Eine der häufigsten Fragestellungen in der pädiatrischen Neuroradiologie ist die globale Entwicklungsverzögerung sowie die nicht klassifizierbare Epilepsie ohne wegweisende anamnestische Angaben. Ursächliche Läsionen lassen sich jedoch nur in einem geringen Anteil von Patienten nachweisen.

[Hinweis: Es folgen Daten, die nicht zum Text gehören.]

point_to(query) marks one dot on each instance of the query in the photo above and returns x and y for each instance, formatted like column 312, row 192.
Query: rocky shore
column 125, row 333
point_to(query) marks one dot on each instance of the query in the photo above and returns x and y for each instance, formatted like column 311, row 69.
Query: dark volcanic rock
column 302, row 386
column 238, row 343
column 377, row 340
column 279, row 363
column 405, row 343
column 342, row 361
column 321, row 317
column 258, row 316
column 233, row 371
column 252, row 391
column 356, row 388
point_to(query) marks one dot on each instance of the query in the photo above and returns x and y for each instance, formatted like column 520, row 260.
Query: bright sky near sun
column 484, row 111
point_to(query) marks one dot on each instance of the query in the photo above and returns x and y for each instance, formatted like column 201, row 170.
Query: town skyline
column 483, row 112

Wir berichten über einen 3-jährigen Jungen, der wegen einer kombinierten Entwicklungsverzögerung mit Muskelhypotonie und fraglichen Krampfanfällen eine MRT-Untersuchung des Kopfes erhielt. Es zeigten sich keinerlei strukturelle Auffälligkeiten des Hirnparenchyms, allerdings ausgeprägte Gefäßveränderungen mit dilatierten und elongiert verlaufenden intrakraniellen Arterien sowie im Bereich der Schädelbasis. Darüber hinaus Nachweis einer ausgeprägten Dilatation der Sinus mit arterialisiertem Fluss-Signal in der TOF als Hinweis für av-Shunts, jedoch kein Nachweis einer V. Galeni-Malformation. In der weiteren Diagnostik mittels Ganzkörper-MR-Angiografie, Duplexsonografie der Extremitätengefäße und konventioneller Angiografie hirnversorgenden Gefäße zeigten sich an beiden Vertebralarterien sowie an den Extremitätenleitarterien analoge Veränderungen. In der klinischen Untersuchung fielen weiterhin eine Cutis laxa, eine myopathische, hypomimische Fazies, etwas schütteres, aschig-dunkelbraunes, nicht-brüchiges Haar sowie schmale Muskelprofile bei generalisierter muskulärer Hypotonie als Ausdruck einer Bindegewebserkrankung auf.

Die nachfolgende genetische Untersuchung bewies das Menkes-Syndrom mit einer hemizygoten Mutation im ATP7A Gen (X-chromosomal rezessiv), die zu einer Störung der Synthese eines Kupfertransportproteins führt. Bei unserem Patienten waren zum Diagnosezeitpunkt allerdings sowohl die Serumkupferspiegel als auch Urinkupfer normwertig.

Fazit:

Entwicklungsverzögerungen können nicht nur durch strukturelle Läsionen sondern auch durch Systemerkrankungen bedingt sein, für die sich in der kraniellen MRT indirekte Hinweiszeichen finden lassen. Die korrekte Diagnose erfordert dann häufig eine ausführliche klinische und genetische Diagnostik.